Fernando Diniz, cavaleiro do espaço cotidiano, em busca da oportunidade de estudar e ter condições de casar com sua querida Violeta, filha da senhora para qual sua mãe trabalhava como funcionária da casa (na época, sem direitos, empregada nomeada “doméstica” quase equivalia a um tipo de servidão), homem negro, inteligente, foi sempre o primeiro alunos da classe até abandonar os estudos no primeiro ano científico; ele entrou em crise quando descobriu que sua amada casou com outro. Adelina Gomes, mulher negra, pobre, filha de camponeses, apaixonada por um homem e proibida de casar com ele por sua mãe, tem um processo de crise contínua, tenta matar a gata da casa e é internada – Adelina, a Dafne brasileira. Adelina Gomes produziu cerca de 17 mil e 500 obras entre pinturas, modelagens e trabalhos de crochê. Fernando Diniz deixou cerca de 30 mil obras entre pinturas em tela, desenhos, tapetes e modelagens; tendo dito uma vez que: “O pintor é feito um livro que não tem fim”.

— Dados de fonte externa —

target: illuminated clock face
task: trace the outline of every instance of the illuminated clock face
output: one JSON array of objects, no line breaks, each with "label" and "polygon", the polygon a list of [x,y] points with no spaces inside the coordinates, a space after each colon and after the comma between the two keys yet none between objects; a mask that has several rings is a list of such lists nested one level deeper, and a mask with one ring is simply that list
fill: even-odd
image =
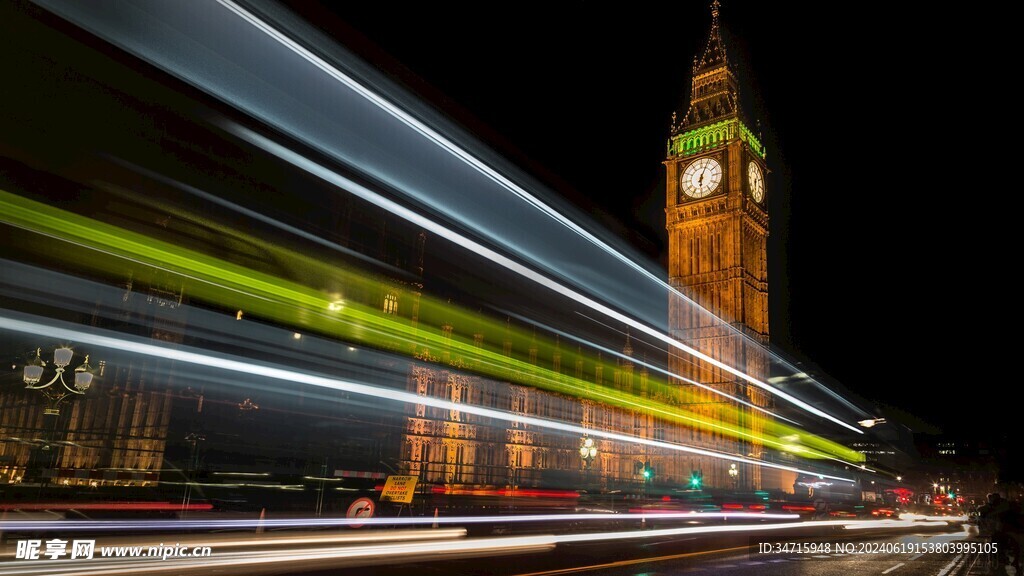
[{"label": "illuminated clock face", "polygon": [[722,181],[722,165],[714,158],[701,158],[690,163],[679,176],[679,188],[690,198],[705,198],[718,190]]},{"label": "illuminated clock face", "polygon": [[760,203],[765,199],[765,178],[757,162],[751,162],[746,166],[746,180],[751,184],[751,198]]}]

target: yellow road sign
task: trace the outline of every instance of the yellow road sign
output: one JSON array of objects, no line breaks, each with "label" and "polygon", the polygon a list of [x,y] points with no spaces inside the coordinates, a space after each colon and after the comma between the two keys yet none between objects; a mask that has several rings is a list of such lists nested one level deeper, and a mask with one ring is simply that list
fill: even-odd
[{"label": "yellow road sign", "polygon": [[408,504],[413,501],[413,492],[416,492],[415,476],[389,476],[384,483],[380,501]]}]

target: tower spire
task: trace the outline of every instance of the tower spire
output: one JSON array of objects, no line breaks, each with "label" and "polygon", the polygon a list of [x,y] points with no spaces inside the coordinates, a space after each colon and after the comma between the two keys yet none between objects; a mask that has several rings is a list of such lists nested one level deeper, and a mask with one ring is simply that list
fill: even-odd
[{"label": "tower spire", "polygon": [[693,58],[693,85],[690,106],[674,133],[693,127],[734,118],[739,112],[739,85],[729,67],[729,57],[722,41],[719,0],[711,3],[711,30],[700,57]]},{"label": "tower spire", "polygon": [[725,52],[725,42],[722,41],[722,29],[718,24],[718,13],[722,3],[712,0],[711,3],[711,33],[708,34],[708,44],[705,46],[703,54],[697,61],[695,70],[703,72],[720,66],[728,66],[729,59]]}]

Eu sei, Nise, você nos ensinou que com liberdade e acolhimento existem condições para a recuperação, não como a sociedade espera, de forma reprodutiva, mas singularmente, na valorização da alteridade e na luta política por tratamentos dignos e condizentes com a vida humana. E você nos ensinou que esse processo se dava a partir da construção de narrativas por imagens do inconsciente que possibilitariam aos clientes serem autores/narradores, sujeitos de suas histórias; você chamou esse cenário de os “inumeráveis estados do ser”, buscando em Artaud essa inspiração. Ou seja, existe uma dimensão política em seu trabalho pela compreensão de que a saúde mental é um processo fruto de uma escuta atenta ao sujeito do inconsciente, esse expresso na produção plástica das imagens, bem como de suas ações e falas, e de uma rede de relações e significações sociais, dando ao legado do seu trabalho uma dimensão ética e social.

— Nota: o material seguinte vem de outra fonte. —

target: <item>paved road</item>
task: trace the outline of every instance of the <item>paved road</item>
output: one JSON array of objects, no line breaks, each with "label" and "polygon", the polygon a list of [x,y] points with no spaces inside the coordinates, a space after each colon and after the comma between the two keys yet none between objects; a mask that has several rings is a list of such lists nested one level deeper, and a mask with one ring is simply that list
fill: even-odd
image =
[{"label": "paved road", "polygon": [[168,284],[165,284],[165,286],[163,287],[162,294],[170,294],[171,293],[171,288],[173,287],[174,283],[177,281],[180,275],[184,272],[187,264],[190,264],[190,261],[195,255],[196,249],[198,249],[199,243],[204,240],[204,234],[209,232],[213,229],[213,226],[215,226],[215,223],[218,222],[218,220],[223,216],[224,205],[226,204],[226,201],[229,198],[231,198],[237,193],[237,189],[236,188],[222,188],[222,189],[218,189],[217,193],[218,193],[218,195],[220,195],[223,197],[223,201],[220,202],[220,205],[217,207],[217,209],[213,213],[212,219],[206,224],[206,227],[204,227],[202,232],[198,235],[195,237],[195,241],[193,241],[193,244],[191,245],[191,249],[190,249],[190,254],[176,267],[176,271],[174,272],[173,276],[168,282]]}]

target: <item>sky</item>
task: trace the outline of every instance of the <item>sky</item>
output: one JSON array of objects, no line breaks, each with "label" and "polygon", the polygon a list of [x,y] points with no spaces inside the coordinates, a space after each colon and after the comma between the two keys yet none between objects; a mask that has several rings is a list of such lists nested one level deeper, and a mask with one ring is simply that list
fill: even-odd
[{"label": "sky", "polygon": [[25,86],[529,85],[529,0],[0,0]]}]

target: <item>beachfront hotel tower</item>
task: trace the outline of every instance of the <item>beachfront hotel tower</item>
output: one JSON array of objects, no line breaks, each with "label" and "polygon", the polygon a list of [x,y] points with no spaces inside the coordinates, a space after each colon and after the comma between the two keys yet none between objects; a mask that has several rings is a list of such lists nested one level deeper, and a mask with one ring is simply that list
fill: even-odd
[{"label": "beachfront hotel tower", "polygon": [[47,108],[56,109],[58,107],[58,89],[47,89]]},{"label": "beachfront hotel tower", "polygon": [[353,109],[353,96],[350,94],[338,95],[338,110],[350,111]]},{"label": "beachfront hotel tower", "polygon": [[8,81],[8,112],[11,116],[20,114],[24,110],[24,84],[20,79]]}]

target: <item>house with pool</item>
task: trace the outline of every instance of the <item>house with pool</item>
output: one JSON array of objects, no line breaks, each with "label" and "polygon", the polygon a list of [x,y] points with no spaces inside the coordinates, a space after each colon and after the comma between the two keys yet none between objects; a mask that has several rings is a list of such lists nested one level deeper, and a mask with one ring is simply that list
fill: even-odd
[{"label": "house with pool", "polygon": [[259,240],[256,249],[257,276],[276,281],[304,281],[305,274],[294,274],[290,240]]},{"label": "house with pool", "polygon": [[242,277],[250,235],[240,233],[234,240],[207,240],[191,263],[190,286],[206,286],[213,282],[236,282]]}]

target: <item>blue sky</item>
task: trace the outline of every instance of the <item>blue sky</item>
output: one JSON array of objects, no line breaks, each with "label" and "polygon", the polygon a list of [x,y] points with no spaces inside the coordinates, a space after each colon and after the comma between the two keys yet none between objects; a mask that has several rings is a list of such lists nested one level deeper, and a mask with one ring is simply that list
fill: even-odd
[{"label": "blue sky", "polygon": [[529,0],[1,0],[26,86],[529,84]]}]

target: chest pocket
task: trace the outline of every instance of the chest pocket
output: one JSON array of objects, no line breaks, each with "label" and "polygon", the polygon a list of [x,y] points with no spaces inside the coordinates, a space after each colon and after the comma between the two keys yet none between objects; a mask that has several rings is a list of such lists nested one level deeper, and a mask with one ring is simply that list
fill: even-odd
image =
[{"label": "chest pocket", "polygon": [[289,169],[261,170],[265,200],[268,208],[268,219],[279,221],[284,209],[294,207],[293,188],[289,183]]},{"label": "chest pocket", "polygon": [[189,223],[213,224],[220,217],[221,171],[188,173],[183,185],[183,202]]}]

Obrigada, Nise, por nesse mundo ainda tão por se construir e tão desigual, seu trabalho norteado pelo afeto, criatividade, emoção, artes, escuta do inconsciente por imagens e pelo olhar de acolhimento, ter me ensinado que esses norteadores superam os limites da racionalidade cientificista no tratamento dos sofrimentos da alma humana e da necessidade de valorizarmos a construção de saberes inter e transdisciplinares.

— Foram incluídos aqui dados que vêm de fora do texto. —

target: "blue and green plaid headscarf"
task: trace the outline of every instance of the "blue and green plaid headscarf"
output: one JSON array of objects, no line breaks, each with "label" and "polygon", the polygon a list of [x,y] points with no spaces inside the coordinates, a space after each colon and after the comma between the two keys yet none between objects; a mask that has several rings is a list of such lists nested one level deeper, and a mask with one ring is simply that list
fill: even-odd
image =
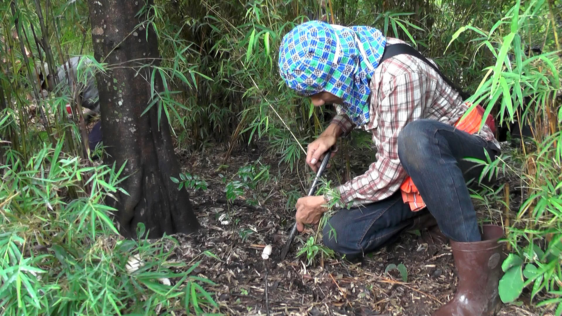
[{"label": "blue and green plaid headscarf", "polygon": [[369,26],[306,22],[283,37],[279,73],[301,94],[326,91],[341,98],[346,113],[360,126],[369,121],[369,82],[386,44],[380,31]]}]

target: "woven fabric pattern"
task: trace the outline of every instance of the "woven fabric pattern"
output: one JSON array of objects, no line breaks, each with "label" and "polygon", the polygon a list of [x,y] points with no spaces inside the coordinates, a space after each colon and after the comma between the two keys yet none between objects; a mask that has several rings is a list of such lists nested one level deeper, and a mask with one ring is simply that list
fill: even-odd
[{"label": "woven fabric pattern", "polygon": [[386,43],[380,31],[369,26],[306,22],[283,37],[279,73],[303,96],[325,91],[341,98],[346,114],[360,126],[369,122],[369,82]]}]

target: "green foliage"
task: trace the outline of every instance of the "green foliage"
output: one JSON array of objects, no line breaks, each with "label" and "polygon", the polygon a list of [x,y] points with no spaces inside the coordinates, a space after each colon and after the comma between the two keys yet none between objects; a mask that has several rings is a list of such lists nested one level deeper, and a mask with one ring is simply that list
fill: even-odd
[{"label": "green foliage", "polygon": [[316,243],[314,236],[310,236],[306,241],[306,243],[303,246],[297,253],[297,257],[300,257],[302,255],[305,255],[306,257],[306,264],[310,265],[316,259],[316,256],[319,254],[325,256],[326,258],[332,258],[334,256],[334,251],[326,246]]},{"label": "green foliage", "polygon": [[[541,291],[551,297],[537,306],[558,305],[556,314],[560,314],[562,127],[559,109],[552,107],[557,106],[561,63],[559,57],[551,52],[559,46],[558,39],[545,29],[550,10],[542,0],[517,2],[488,28],[466,25],[459,29],[451,42],[463,33],[473,31],[477,38],[472,42],[479,53],[487,51],[494,57],[493,64],[484,68],[485,75],[470,100],[484,105],[487,113],[499,105],[496,108],[500,121],[516,120],[519,127],[516,128],[527,122],[536,127],[532,142],[522,141],[520,151],[512,151],[493,162],[489,157],[479,162],[485,166],[481,180],[510,174],[518,179],[518,188],[523,193],[506,236],[514,253],[502,265],[505,274],[499,283],[500,297],[504,303],[515,301],[529,286],[532,299]],[[533,55],[525,49],[533,44],[533,37],[538,34],[546,45],[543,53]],[[505,198],[503,187],[487,188],[487,192],[475,192],[473,196],[491,204]],[[500,205],[509,207],[503,201]]]},{"label": "green foliage", "polygon": [[398,265],[393,263],[389,264],[384,268],[384,274],[388,274],[388,272],[395,269],[397,270],[400,273],[400,277],[402,278],[402,281],[405,282],[408,282],[408,272],[406,269],[406,266],[403,263],[401,263]]},{"label": "green foliage", "polygon": [[[157,308],[201,314],[216,308],[201,285],[212,282],[191,274],[197,264],[171,260],[176,240],[143,239],[142,224],[138,240],[116,234],[116,210],[103,201],[118,190],[126,193],[119,188],[125,165],[84,166],[62,147],[45,144],[27,163],[10,151],[0,168],[2,314],[120,315]],[[132,258],[142,264],[131,269]]]},{"label": "green foliage", "polygon": [[[227,182],[223,177],[223,181],[226,183],[226,199],[233,201],[245,193],[248,193],[252,195],[252,199],[248,202],[257,202],[260,197],[256,193],[259,192],[257,189],[270,180],[269,168],[269,165],[263,165],[259,160],[256,160],[253,164],[240,167],[236,175],[230,181]],[[234,178],[238,179],[234,180]]]},{"label": "green foliage", "polygon": [[195,191],[199,189],[203,191],[207,191],[207,181],[201,179],[197,174],[192,175],[188,173],[180,173],[179,174],[179,179],[173,177],[170,177],[170,179],[174,183],[178,184],[178,190],[181,190],[182,188],[185,187]]}]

Despeço-me com uma de suas falas contagiantes e inspiradoras,
“Não se curem além da conta. Gente curada demais é gente chata. Todo mundo tem um pouco de loucura. Vou lhes fazer um pedido: Vivam a imaginação, pois ela é a nossa realidade mais profunda. Felizmente, eu nunca convivi com pessoas ajuizadas.
É necessário se espantar, se indignar e se contagiar, só assim é possível mudar a realidade…”
Um grande abraço, faça um afago em cada um dos gatos que aí estão com você. Com afeto catalisador,
Referências:
SAÚDE MENTAL, II Congresso Nacional de Trabalhadores em. Manifesto de Bauru (1987). InSURgência: revista de direitos e movimentos sociais, Brasília, v. 3, n. 2, p. 537–541, 2018. Disponível em: https://periodicos.unb.br/index.php/insurgencia/article/view/19775.
Mello, L. C. Nise da Silveira: Caminhos de uma Psiquiatra Rebelde. Automática Edições, 2014.